Hawthorn
Latin name: Crataegus douglasii, C. columbiana, C. monogyna
Family: Rosaceae
Botany: The NW native hawthorns, Crataegus douglasii and C. columbiana, are both shrubs, C. douglasii being taller than the C. Columbiana.
The common hawthorn, C. monogyna is predominant in urban street plantings and is more tree like, with leaves being deeply lobed (like an oak leaf) with showy white, creamy flowers.
Medicine: Hawthorn is well known as a heart tonic and as a calming nervine. Hawthorn is an extremely safe and gentle medicine, with very little known side effects; the only ones of note are nausea and headache. There are no known drug interactions. In studies, has shown efficacy in alleviating symptoms in folks with early stages of congestive heart failure.
Michael Moore describes it as a slow and gentle medicine, as a mild coronary arterial vasodilator, increasing the blood supply to the heart muscles and lessening the potential for spasms, angina and shortness of breath in older people.

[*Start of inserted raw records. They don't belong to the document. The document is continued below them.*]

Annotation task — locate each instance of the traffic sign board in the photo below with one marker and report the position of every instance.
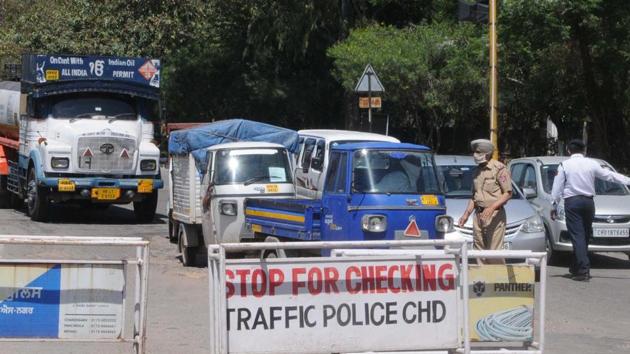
(369, 81)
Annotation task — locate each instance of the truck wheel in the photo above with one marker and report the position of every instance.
(145, 209)
(37, 199)
(188, 253)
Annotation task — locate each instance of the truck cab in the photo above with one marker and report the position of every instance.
(86, 133)
(372, 191)
(311, 161)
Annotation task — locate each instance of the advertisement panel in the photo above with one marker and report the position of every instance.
(79, 301)
(318, 305)
(501, 302)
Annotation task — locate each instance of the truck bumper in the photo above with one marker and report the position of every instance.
(94, 182)
(119, 191)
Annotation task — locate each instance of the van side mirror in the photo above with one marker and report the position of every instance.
(530, 193)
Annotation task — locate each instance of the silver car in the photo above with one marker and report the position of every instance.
(524, 229)
(611, 227)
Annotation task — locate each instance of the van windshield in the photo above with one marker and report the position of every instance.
(549, 172)
(394, 172)
(248, 166)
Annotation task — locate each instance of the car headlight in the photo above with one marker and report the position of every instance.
(148, 165)
(374, 223)
(59, 163)
(533, 224)
(228, 208)
(444, 224)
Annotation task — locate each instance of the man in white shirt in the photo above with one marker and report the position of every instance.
(575, 183)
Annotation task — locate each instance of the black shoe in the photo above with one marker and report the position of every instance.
(582, 277)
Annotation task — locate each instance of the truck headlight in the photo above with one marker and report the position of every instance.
(228, 208)
(148, 165)
(533, 224)
(374, 223)
(59, 163)
(444, 224)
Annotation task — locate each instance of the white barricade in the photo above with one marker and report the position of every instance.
(502, 302)
(81, 300)
(337, 304)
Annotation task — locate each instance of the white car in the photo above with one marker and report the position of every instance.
(611, 227)
(524, 229)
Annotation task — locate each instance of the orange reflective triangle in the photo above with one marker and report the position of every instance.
(412, 229)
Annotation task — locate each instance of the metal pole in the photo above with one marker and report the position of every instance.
(492, 20)
(370, 101)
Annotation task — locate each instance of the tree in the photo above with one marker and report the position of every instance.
(433, 73)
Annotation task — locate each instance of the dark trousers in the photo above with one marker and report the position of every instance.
(580, 212)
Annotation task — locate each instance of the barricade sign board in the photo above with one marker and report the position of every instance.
(329, 305)
(78, 301)
(501, 302)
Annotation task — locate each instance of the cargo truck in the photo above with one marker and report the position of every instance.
(81, 129)
(213, 168)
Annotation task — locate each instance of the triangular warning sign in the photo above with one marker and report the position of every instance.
(412, 229)
(369, 81)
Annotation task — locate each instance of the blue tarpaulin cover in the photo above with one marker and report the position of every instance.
(197, 140)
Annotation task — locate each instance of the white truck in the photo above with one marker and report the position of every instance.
(80, 129)
(208, 184)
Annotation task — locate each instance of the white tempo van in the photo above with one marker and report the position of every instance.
(312, 158)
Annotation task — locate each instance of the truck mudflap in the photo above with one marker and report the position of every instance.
(148, 184)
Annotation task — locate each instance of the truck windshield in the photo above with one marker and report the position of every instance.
(247, 166)
(103, 107)
(394, 172)
(601, 187)
(458, 181)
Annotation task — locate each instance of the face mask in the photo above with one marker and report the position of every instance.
(480, 158)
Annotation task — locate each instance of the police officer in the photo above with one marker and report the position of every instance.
(575, 183)
(492, 188)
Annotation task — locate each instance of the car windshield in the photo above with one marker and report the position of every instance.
(601, 187)
(91, 107)
(458, 181)
(248, 166)
(394, 172)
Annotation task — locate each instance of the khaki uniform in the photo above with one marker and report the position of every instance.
(490, 181)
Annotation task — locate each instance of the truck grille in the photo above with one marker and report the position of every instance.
(106, 154)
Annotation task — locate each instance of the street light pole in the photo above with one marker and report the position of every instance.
(494, 113)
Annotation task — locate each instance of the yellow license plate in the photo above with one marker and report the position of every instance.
(106, 193)
(429, 199)
(145, 186)
(66, 185)
(272, 188)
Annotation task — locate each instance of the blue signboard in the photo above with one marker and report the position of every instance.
(46, 69)
(61, 301)
(33, 310)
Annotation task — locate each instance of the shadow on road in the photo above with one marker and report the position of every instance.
(112, 215)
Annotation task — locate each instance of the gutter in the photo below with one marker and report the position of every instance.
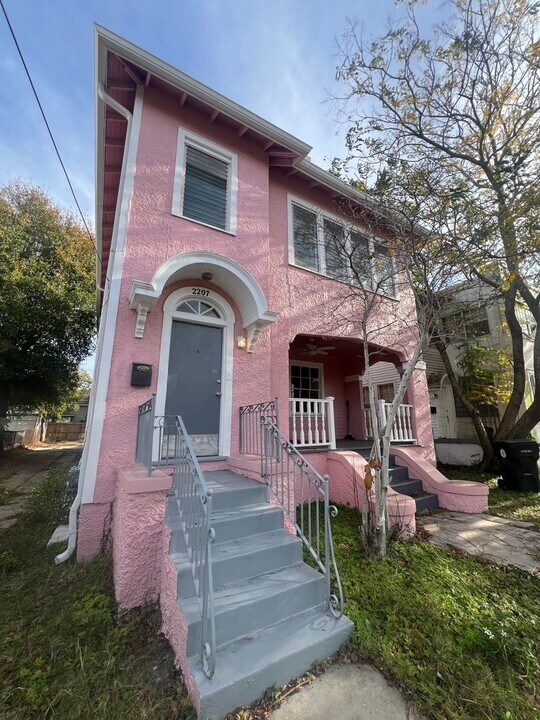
(75, 506)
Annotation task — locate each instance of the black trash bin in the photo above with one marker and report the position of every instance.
(518, 462)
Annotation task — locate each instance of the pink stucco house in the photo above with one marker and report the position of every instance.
(227, 409)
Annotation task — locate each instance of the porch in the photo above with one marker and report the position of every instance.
(329, 402)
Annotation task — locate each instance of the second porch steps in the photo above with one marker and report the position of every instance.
(401, 483)
(270, 616)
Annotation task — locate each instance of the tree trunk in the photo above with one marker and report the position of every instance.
(4, 399)
(479, 426)
(531, 416)
(518, 362)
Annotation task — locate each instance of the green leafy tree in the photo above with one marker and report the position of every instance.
(47, 300)
(445, 123)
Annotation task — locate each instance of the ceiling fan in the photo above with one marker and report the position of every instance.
(312, 349)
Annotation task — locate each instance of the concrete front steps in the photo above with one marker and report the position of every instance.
(270, 608)
(401, 483)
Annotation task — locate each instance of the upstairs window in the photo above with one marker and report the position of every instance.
(205, 183)
(327, 246)
(306, 251)
(335, 250)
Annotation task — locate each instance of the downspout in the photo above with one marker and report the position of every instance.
(75, 506)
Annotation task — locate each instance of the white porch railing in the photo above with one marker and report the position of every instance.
(402, 427)
(312, 422)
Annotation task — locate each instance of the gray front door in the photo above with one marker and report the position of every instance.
(194, 382)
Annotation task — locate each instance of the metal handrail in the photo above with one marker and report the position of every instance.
(145, 434)
(302, 492)
(250, 424)
(194, 499)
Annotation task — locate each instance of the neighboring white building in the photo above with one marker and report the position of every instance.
(478, 317)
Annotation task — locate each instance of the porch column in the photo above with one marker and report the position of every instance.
(419, 399)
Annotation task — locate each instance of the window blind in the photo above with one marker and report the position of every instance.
(206, 188)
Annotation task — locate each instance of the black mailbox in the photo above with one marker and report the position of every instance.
(141, 374)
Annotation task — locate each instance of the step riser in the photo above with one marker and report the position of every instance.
(234, 569)
(233, 499)
(398, 474)
(406, 488)
(429, 502)
(233, 624)
(248, 689)
(246, 525)
(232, 528)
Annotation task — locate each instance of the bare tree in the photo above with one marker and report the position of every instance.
(453, 117)
(381, 255)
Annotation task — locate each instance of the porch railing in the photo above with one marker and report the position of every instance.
(312, 422)
(250, 425)
(145, 434)
(194, 499)
(303, 494)
(402, 429)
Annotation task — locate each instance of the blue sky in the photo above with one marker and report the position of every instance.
(275, 57)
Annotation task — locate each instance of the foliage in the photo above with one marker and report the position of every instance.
(64, 650)
(47, 296)
(459, 635)
(68, 398)
(444, 125)
(486, 374)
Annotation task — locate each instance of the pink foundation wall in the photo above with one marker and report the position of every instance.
(304, 300)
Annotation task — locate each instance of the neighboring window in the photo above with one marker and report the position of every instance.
(325, 245)
(486, 410)
(469, 324)
(198, 307)
(305, 382)
(205, 183)
(305, 238)
(383, 270)
(365, 392)
(532, 383)
(386, 392)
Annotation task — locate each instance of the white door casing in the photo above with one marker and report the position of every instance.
(226, 322)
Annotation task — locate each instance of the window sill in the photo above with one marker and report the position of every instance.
(342, 282)
(199, 222)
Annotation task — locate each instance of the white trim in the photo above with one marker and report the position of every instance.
(306, 363)
(185, 137)
(227, 321)
(231, 276)
(321, 216)
(91, 450)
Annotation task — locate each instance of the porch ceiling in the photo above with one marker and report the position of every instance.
(342, 348)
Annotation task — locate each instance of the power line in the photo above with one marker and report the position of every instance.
(49, 130)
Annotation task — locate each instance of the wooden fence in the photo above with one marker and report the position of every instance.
(65, 432)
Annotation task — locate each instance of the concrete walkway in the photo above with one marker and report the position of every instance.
(502, 541)
(22, 469)
(347, 692)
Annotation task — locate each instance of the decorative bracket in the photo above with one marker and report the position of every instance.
(252, 332)
(142, 313)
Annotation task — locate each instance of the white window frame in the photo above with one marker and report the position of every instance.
(185, 138)
(305, 363)
(323, 215)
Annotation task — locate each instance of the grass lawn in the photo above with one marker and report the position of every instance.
(504, 503)
(462, 637)
(64, 653)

Combined with passionflower, Moore says it can gradually lower diastolic blood pressure and quiet the pulse, especially in those with hypertension whose rapid pulse can remain into the evening.
Less well known are the indigenous/first nation uses of this plant for diarrhea and mouth sores.
In traditional Chinese medicine, hawthorn is classified as a digestive herb, especially assisting in digesting meat and stimulating a failed appetite, perfect for the wintertime sluggishness.
As this is a slow medicine, the benefits are reaped with time, a few weeks to a month of taking this, however the benefits are maintained and not temporary.
Harvest: Collect flowers and leaves in the spring for a fresh tincture, or dry and store in glass jar or zip lock bag. Flowers should be pink or white and foul-smelling, not brown or red. The leaves should be bright green.
Collect berries before the frost, otherwise they get squishy. Good quality fruit should be red to dark purple and almost black, especially the C. douglasii. They can be tinctured fresh, or dried for tea, syrup, or used in the miel recipe below. Once dry, the berries keep longer, but they are less potent than the flowering branches. Michael Moore suggests taking the combined fresh berry and flower tincture together.